💔 The Contract Groom
Rain mixed with blood across the ground.
Gunfire had slowed.
The screams had nearly stopped.
But the battlefield outside the shattered house had become even more terrifying.
Because chaos no longer had sides.
The transformed operatives were turning on everyone.
Even each other.
The unstable neuro-serum had begun destroying their minds completely.
One operative slammed another against a vehicle with animal-like aggression.
Another stood trembling violently beneath the rain, clutching his own head while screaming in pain.
Dark veins spread further across their skin.
Eyes twitching unnaturally.
The experiment was collapsing.
And for the first time that night—
Professor Veer Malhotra looked afraid.
The operative gripping his throat tightened his hold harder.
Rainwater streamed down both their faces as the creature stared at Veer with burning hatred.

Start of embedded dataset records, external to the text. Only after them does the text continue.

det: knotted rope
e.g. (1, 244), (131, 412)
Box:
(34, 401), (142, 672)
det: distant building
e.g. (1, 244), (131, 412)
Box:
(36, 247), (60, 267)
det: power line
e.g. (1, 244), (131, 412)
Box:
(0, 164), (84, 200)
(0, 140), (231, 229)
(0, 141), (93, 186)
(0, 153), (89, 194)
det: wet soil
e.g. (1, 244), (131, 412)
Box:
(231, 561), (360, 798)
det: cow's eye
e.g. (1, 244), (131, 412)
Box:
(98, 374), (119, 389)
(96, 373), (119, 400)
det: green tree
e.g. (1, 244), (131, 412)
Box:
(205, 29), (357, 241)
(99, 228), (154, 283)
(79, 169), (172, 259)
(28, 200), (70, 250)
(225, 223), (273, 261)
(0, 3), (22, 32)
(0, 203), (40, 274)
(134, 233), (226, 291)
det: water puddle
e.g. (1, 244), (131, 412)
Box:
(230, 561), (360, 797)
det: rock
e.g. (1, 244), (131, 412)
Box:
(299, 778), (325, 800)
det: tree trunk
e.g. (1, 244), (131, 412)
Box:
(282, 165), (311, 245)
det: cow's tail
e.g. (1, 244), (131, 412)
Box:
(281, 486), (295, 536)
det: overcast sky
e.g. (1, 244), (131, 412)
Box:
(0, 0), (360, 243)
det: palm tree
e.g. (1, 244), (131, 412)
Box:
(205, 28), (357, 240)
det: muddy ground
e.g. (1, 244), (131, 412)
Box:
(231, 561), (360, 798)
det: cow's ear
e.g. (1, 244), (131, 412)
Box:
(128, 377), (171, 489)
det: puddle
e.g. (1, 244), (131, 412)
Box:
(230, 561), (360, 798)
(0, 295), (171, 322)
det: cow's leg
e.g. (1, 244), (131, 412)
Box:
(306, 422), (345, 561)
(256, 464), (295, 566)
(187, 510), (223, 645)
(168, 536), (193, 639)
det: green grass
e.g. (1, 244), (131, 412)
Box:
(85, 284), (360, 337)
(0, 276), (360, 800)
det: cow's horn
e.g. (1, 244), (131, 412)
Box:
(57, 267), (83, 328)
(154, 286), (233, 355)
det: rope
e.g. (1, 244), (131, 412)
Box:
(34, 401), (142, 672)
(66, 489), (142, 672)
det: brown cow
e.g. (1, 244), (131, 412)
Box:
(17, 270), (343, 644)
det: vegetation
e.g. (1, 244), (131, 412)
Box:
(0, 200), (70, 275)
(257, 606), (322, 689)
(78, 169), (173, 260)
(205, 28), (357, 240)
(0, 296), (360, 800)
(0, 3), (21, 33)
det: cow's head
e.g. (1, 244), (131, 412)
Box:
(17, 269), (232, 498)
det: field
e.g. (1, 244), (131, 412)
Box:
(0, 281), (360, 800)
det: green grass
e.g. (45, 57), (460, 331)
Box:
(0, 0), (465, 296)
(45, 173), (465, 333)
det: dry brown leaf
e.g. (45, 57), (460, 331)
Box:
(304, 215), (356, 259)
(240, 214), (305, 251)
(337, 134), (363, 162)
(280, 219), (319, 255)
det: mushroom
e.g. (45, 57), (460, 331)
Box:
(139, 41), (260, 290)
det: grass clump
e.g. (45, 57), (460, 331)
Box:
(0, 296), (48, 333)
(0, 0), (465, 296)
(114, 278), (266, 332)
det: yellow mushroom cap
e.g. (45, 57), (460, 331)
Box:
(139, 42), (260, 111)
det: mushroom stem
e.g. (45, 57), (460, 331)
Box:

"…Monster…" he growled again.
Veer struggled briefly.
Not from weakness.
From shock.
Because this shouldn't happen.
The serum removed emotional resistance.
Destroyed individuality.
But somehow—
this man remembered.
Ravan reacted instantly.
He fired once.
Perfect shot.
The operative's head snapped backward before collapsing lifelessly into the mud.
Professor Veer staggered backward coughing heavily.
His guards rushed around him immediately.
Weapons raised.
But the old man barely noticed them.
His eyes remained locked on the dead operative.
Impossible.
Then slowly—
his gaze lifted toward Aryan.
And suddenly—
he understood.
The problem wasn't the serum.
The problem was proximity.
Aryan's presence itself was destabilizing them.
Not physically.
Mentally.
The transformed operatives were reacting differently around him.
Breaking patterns.
Recovering fragments of emotion.
Professor Veer's breathing slowed dangerously.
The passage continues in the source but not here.